One of the advisers acknowledged that Trump sees these threats as “justified frustration” at an “unjust” search. The second adviser said Trump identifies with his supporters’ anger at the agency’s “overkill” and “overreach.”
“He has neither condoned nor compelled the reaction against the FBI,” the adviser told The Daily Beast, insisting that Trump remains the “most pro-law enforcement president in United States history.”
The Daily Beast asked Trump spokesperson Liz Harrington how the former president feels about the FBI’s handling of the search and his hand-picked director, Wray. We also asked for Trump’s reaction to some of the specific threats reviewed in this article.
In a 138-word statement, Harrington told The Daily Beast that “President Trump has always had the back of law enforcement, stands against all vile threats, and does not condone violence.”
Harrington then pivoted to associate a number of Democratic leaders with specific acts of violence, but did not reply to a follow-up about how Trump felt about the specific violence associated with his case.
Harrington added that, “Corrupt leadership at the FBI have behaved outrageously, illegally, and unconstitutionally” in their investigations of Trump, which she dismissed as political. The statement characterized the judge-authorized search as “the most recent abuse of power” and an “unAmerican raid of his private home.”
“In response, contrary to the narrative pushed by the media, the people—Republican, Democrat, and Independent alike—are coming together peacefully, and are growing more unified every day,” the statement concluded, a contrast to recent rhetoric from Trump’s own allies, as well as to the content reviewed in this article.
The data, however, doesn’t only point to Trump’s influence. It also shows violent outbursts cropping up in response to incendiary criticism about the search from right-wing political and media figures—including Sen. Rand Paul (R-KY), Rep. Paul Gosar (R-AZ), former Trump adviser Steve Bannon, and conservative commentators Dan Bongino and Jesse Kelly.
In response to a post showcasing a Gosar tweet in which he called the FBI the “enemy of the American People,” a patriot.win user commented, “Defund…decapitate….” And after Paul suggested FBI agents planted evidence at Mar-a-Lago, a user commented, “Their crimes have been tried via public, hard, evidence.

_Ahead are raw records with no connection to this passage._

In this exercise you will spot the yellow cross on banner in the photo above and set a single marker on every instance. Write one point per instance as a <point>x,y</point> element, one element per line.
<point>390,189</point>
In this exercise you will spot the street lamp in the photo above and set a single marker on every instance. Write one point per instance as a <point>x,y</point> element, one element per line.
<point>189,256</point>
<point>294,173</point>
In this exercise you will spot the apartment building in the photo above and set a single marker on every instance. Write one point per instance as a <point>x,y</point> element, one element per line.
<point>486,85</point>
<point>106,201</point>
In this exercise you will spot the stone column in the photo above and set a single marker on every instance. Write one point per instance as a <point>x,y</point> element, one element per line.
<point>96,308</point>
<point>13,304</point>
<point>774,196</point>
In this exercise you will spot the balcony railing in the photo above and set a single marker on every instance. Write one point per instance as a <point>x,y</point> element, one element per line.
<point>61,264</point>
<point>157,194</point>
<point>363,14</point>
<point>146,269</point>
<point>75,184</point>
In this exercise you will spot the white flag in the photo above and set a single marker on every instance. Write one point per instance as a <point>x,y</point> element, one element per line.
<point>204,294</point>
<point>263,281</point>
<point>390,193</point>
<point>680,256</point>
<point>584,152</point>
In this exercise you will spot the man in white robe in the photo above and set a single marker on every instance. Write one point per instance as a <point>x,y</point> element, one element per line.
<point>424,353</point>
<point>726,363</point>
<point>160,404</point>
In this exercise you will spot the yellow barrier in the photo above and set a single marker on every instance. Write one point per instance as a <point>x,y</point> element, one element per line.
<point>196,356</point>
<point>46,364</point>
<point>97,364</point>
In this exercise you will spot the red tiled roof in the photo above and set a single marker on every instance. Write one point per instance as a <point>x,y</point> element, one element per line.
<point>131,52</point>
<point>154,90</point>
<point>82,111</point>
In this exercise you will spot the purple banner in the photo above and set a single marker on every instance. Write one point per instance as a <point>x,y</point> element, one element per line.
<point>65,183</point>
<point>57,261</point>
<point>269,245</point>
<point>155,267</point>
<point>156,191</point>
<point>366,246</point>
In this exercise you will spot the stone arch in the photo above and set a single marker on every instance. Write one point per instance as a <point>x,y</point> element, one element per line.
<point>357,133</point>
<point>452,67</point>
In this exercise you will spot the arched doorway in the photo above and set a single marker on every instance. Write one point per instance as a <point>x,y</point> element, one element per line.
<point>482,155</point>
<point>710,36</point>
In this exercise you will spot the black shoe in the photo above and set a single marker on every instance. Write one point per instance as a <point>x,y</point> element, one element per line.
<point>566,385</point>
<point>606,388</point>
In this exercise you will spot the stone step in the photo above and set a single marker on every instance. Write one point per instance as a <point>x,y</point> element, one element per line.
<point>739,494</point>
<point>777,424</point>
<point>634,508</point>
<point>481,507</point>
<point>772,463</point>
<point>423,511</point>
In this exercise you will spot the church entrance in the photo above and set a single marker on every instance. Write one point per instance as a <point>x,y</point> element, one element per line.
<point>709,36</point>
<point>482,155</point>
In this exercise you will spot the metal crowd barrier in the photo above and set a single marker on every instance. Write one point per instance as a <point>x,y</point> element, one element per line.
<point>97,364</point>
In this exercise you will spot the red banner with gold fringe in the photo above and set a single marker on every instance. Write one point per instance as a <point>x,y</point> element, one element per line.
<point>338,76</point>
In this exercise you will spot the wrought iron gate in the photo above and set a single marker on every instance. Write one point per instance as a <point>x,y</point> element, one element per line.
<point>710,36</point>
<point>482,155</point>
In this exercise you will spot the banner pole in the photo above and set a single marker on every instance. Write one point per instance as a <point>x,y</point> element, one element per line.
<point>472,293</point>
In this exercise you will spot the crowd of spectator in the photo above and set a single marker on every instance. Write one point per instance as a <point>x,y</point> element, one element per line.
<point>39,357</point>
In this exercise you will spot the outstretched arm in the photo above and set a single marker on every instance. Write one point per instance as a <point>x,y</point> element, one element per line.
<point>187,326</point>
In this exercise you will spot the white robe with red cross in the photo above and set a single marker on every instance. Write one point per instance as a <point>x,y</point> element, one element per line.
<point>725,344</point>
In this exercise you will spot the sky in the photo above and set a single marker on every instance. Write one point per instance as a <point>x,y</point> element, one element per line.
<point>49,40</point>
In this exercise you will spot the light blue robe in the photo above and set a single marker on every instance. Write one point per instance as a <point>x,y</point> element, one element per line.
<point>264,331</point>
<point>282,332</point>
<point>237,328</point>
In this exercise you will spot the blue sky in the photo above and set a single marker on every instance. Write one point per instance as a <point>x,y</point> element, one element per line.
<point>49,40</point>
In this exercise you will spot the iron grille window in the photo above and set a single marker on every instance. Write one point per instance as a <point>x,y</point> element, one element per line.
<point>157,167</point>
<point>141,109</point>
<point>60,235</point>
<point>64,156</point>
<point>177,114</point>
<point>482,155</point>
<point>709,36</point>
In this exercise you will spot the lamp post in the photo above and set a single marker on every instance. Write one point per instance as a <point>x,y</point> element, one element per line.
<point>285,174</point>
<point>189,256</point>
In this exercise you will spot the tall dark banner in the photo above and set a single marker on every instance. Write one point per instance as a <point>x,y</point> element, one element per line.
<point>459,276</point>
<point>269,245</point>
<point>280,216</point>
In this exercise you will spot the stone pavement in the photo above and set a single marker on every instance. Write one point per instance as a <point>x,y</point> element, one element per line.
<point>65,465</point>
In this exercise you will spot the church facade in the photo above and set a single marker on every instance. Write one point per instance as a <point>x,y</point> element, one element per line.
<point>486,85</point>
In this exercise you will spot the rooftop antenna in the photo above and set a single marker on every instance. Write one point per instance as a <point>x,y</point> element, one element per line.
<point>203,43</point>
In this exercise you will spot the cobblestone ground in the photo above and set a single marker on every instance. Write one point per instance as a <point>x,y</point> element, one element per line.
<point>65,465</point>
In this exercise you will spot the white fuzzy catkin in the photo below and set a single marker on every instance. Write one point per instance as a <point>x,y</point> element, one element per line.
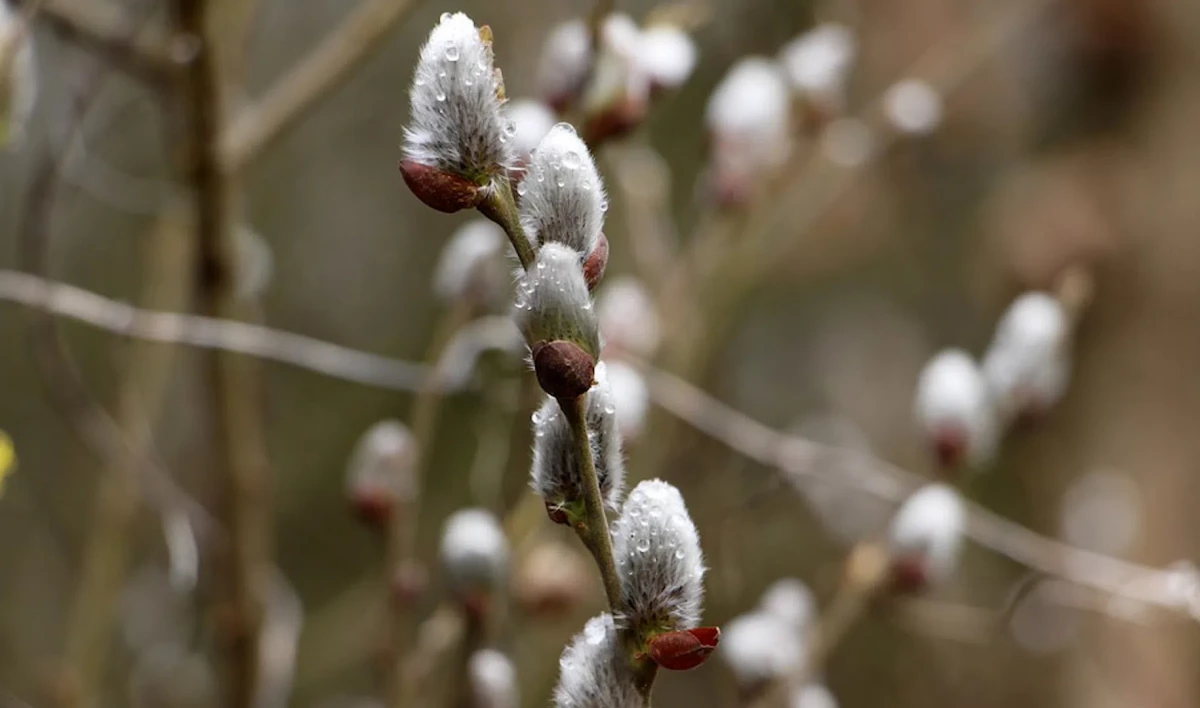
<point>819,61</point>
<point>760,647</point>
<point>493,681</point>
<point>749,117</point>
<point>630,396</point>
<point>562,196</point>
<point>531,121</point>
<point>659,559</point>
<point>552,301</point>
<point>593,672</point>
<point>790,600</point>
<point>628,317</point>
<point>953,400</point>
<point>466,257</point>
<point>811,696</point>
<point>474,552</point>
<point>456,121</point>
<point>563,65</point>
<point>913,106</point>
<point>556,472</point>
<point>666,54</point>
<point>382,463</point>
<point>1027,365</point>
<point>928,531</point>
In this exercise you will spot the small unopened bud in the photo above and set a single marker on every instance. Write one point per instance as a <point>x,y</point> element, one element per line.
<point>493,681</point>
<point>557,477</point>
<point>666,54</point>
<point>555,313</point>
<point>472,264</point>
<point>760,648</point>
<point>661,567</point>
<point>913,106</point>
<point>954,411</point>
<point>630,396</point>
<point>597,263</point>
<point>925,538</point>
<point>457,139</point>
<point>563,65</point>
<point>817,64</point>
<point>593,671</point>
<point>474,556</point>
<point>562,196</point>
<point>811,696</point>
<point>628,317</point>
<point>532,120</point>
<point>750,124</point>
<point>790,600</point>
<point>379,475</point>
<point>552,579</point>
<point>1027,365</point>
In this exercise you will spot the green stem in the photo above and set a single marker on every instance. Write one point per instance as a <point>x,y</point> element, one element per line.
<point>501,207</point>
<point>595,535</point>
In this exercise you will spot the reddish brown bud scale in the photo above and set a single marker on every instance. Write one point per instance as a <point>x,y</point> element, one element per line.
<point>684,649</point>
<point>443,191</point>
<point>597,263</point>
<point>563,369</point>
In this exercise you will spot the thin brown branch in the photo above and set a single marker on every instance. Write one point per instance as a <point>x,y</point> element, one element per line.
<point>209,333</point>
<point>235,381</point>
<point>801,457</point>
<point>265,120</point>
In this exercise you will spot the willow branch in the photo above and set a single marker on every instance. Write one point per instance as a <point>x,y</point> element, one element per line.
<point>265,120</point>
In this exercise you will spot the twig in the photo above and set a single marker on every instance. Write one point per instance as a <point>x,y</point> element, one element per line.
<point>209,333</point>
<point>403,529</point>
<point>235,379</point>
<point>264,121</point>
<point>802,457</point>
<point>89,25</point>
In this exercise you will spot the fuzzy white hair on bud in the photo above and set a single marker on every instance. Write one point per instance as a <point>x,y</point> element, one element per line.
<point>19,90</point>
<point>628,317</point>
<point>1027,365</point>
<point>790,600</point>
<point>456,121</point>
<point>954,408</point>
<point>759,647</point>
<point>474,552</point>
<point>913,106</point>
<point>631,397</point>
<point>819,61</point>
<point>925,537</point>
<point>379,473</point>
<point>659,559</point>
<point>811,696</point>
<point>593,672</point>
<point>532,120</point>
<point>556,474</point>
<point>562,196</point>
<point>466,258</point>
<point>667,55</point>
<point>749,117</point>
<point>564,63</point>
<point>553,303</point>
<point>493,679</point>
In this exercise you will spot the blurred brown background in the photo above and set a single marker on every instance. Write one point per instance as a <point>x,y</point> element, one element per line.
<point>1074,143</point>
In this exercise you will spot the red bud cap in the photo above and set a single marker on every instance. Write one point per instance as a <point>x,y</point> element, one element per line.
<point>597,263</point>
<point>684,649</point>
<point>564,370</point>
<point>444,191</point>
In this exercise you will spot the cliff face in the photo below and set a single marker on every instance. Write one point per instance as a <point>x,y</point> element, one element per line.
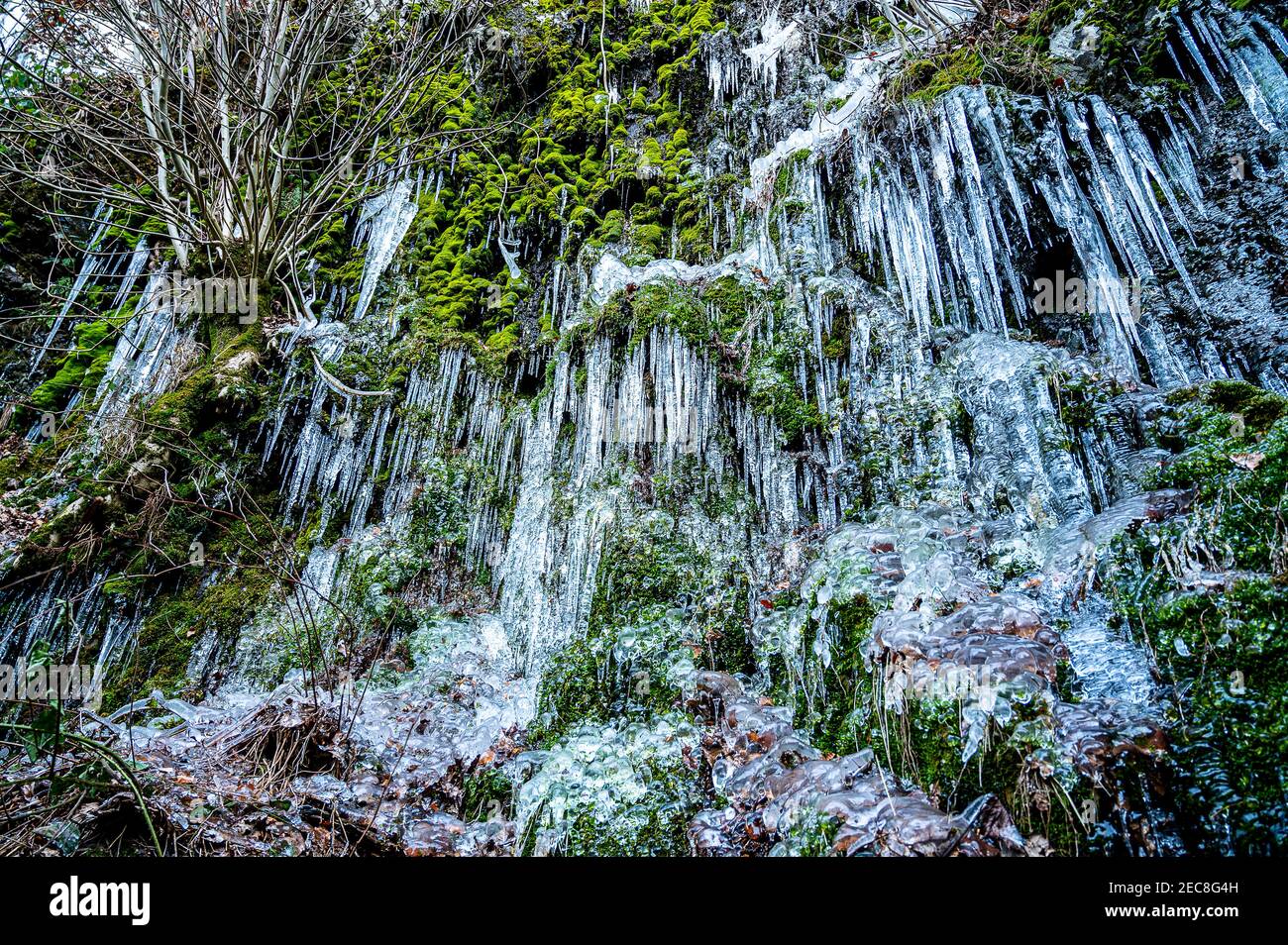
<point>780,433</point>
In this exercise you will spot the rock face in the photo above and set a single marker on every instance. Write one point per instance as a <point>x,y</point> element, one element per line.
<point>824,481</point>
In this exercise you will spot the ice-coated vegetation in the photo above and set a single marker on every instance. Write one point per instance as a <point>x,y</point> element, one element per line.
<point>695,428</point>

Hang these fucks for treason.”
Below a popular post on Aug. 12—quoting Bannon calling the FBI “pure evil” and predicting they would be “liquidated”—a user commented, “Not merely liquidated. Executed for treason.” Another wrote, “If only we had Timothy McVeigh to drive the truck.”
On Aug. 10, a user posted that Bongino had “just said we’re being monitored here by the F.B.!.” on his podcast. In response, users wrote “Hang yourself, traitors,” “They need a noose in their traitorous lives,” and “the fbi and the illegitimate government are the domestic enemies” who “need to be afraid of us because judgement day is coming.”
The synchronous threats recall the online environment in the lead-up to Jan. 6. Notably, the .win message boards played a role there, as well, with users openly planning violence, according to a previous Advance Democracy report. The backlash to the Mar-a-Lago warrant was so instinctive and unified among a subset of MAGA Republicans, that some extremist watchers see it as a hallmark of Trumpism—“a violent fairytale of revenge on political enemies,” as NBC News’ Ben Collins said this week. And some of those Jan. 6 attendees, according to the new research, appear to be leading online calls for anti-government violence today.
But the patriot.win moderators dismiss concerns about the rhetoric, and say they can tell real threats from “bullshit.” They also warn users that reporters are lurking on the boards, watching the comments. (Collins was targeted by name in a number of threats.)
One moderator tagged a note to the first Mar-a-Lago discussion, claiming that “we’ve never (ever!) had a violent incident” attributed to a user, and reminding others to “as usual” report “true violent threats.”
“Finally, only say what you mean,” the note concludes. “Don’t get yourself in shit for saying something you’ve never considered backing up with action.”